GSE107867 Processing Pipeline

RNA-Seq code_examples 14 steps

Publication

Widespread RNA editing dysregulation in brains from autistic individuals.

Nature neuroscience (2019) — PMID 30559470

Dataset

Widespread RNA editing dysregulation in Autism Spectrum Disorders [RNA-Seq]
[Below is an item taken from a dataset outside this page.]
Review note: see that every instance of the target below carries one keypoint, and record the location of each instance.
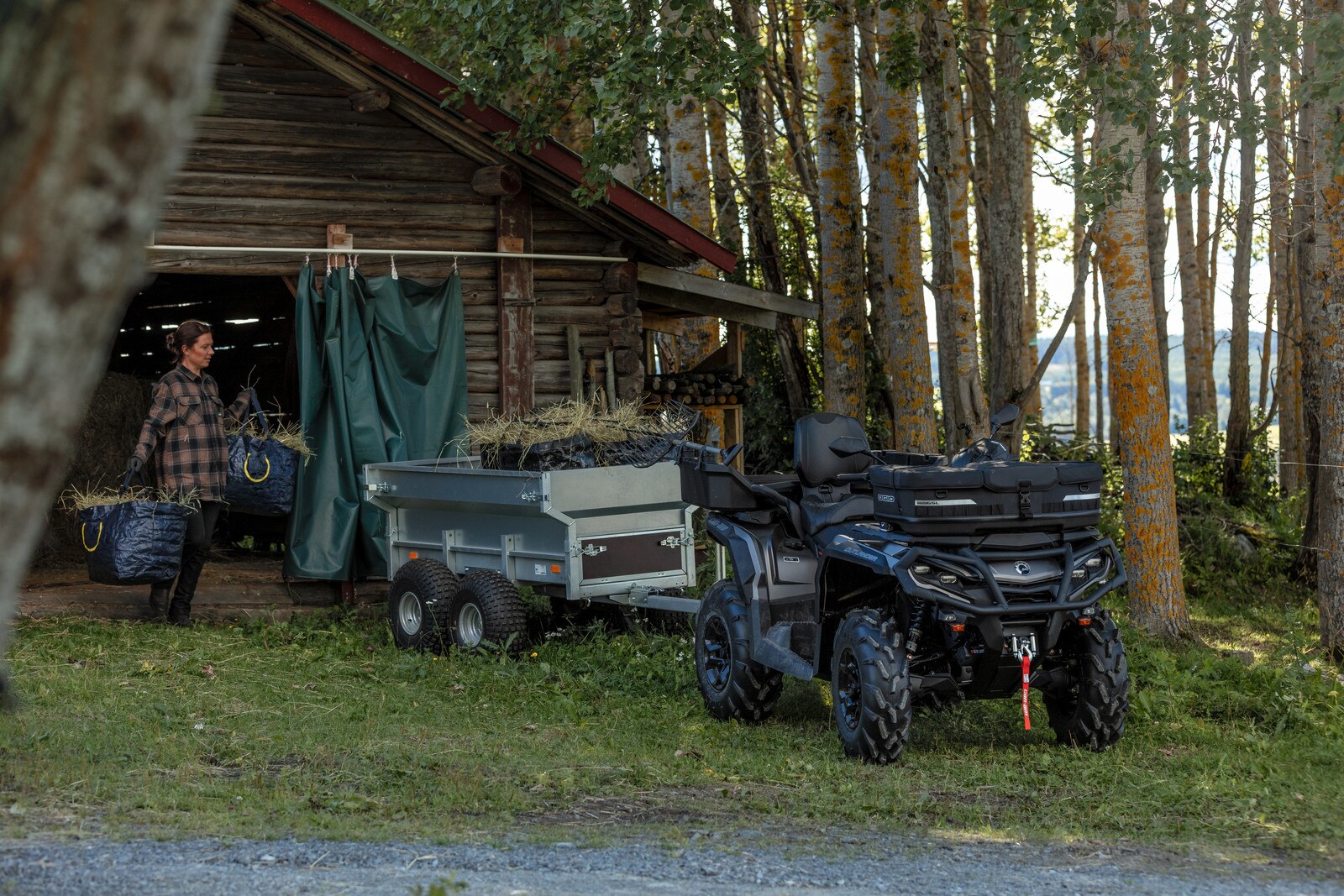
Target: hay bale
(98, 459)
Warning: Pipeline descriptions and code snippets may be inferred or AI-generated. Use them only as a starting point to guide analysis, and validate before use.

Processing Steps

Generate Jupyter Notebook

Map fastq reads with HISAT2 hisat2 -q --phred64 -x grch37_tran/genome_tran --no-unal --reorder --no-mixed

HISAT2 v2.2.1 GitHub

$ Bash example

# Install HISAT2 (if not already installed)
# conda install -c bioconda hisat2

# Define variables
# HISAT2_INDEX_PATH should point to the base name of your HISAT2 index files (e.g., /path/to/grch37_tran/genome_tran)
# This index is for GRCh37 (human genome build 37) and includes transcriptome information for splice-aware alignment.
HISAT2_INDEX_PATH="grch37_tran/genome_tran" 
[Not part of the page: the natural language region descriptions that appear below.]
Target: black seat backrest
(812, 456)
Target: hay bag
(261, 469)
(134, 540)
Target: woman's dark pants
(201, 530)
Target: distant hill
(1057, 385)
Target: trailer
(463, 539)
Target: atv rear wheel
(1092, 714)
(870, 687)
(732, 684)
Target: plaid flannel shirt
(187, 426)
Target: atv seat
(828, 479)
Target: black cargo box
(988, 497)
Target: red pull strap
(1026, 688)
# Input FASTQ files (adjust for single-end or paired-end)
# For single-end reads:
INPUT_FASTQ_SE="input_single_end.fastq.gz"
# For paired-end reads:
INPUT_FASTQ_PE1="input_read1.fastq.gz"
INPUT_FASTQ_PE2="input_read2.fastq.gz"

OUTPUT_SAM="output.sam" # Desired output SAM file name

# Execute HISAT2 mapping (example for single-end reads)
# Parameters:
# -q: Quiet mode (suppress verbose output)
# --phred64: Input quality scores are Phred+64 (default is Phred+33)
# -x: Path to the HISAT2 index
# -U: Input single-end FASTQ file
# --no-unal: Do not output unaligned reads
# --reorder: Output alignments in the same order as the input reads
# --no-mixed: Do not report paired-end alignments where one mate is unaligned
# -S: Output SAM file
hisat2 -q --phred64 \
       -x "${HISAT2_INDEX_PATH}" \
       -U "${INPUT_FASTQ_SE}" \
       --no-unal \
       --reorder \
       --no-mixed \
       -S "${OUTPUT_SAM}"

# To run with paired-end reads, uncomment and modify the following block:
# hisat2 -q --phred64 \
#        -x "${HISAT2_INDEX_PATH}" \
#        -1 "${INPUT_FASTQ_PE1}" \
#        -2 "${INPUT_FASTQ_PE2}" \
#        --no-unal \
#        --reorder \
#        --no-mixed \
#        -S "${OUTPUT_SAM}"

View on GitHub

Extract uniquely mapped reads from SAM files

samtools (Inferred with models/gemini-2.5-flash) v1.19 (Inferred with models/gemini-2.5-flash) GitHub

$ Bash example

# Install samtools (if not already installed)
# conda install -c bioconda samtools

# Define input and output file paths
INPUT_SAM="input.sam"
OUTPUT_BAM="uniquely_mapped.bam"

# Extract uniquely mapped reads from SAM file
# -b: Output in BAM format
# -h: Include header in the output
# -F 0x4: Exclude unmapped reads
# -F 0x100: Exclude secondary alignments
# -F 0x800: Exclude supplementary alignments
# -q 30: Only output alignments with mapping quality (MAPQ) >= 30 (a common threshold for uniquely mapped reads)
samtools view -b -h -F 0x4 -F 0x100 -F 0x800 -q 30 "${INPUT_SAM}" > "${OUTPUT_BAM}"

View on GitHub

Remap unmapped reads with hyperediting pipeline.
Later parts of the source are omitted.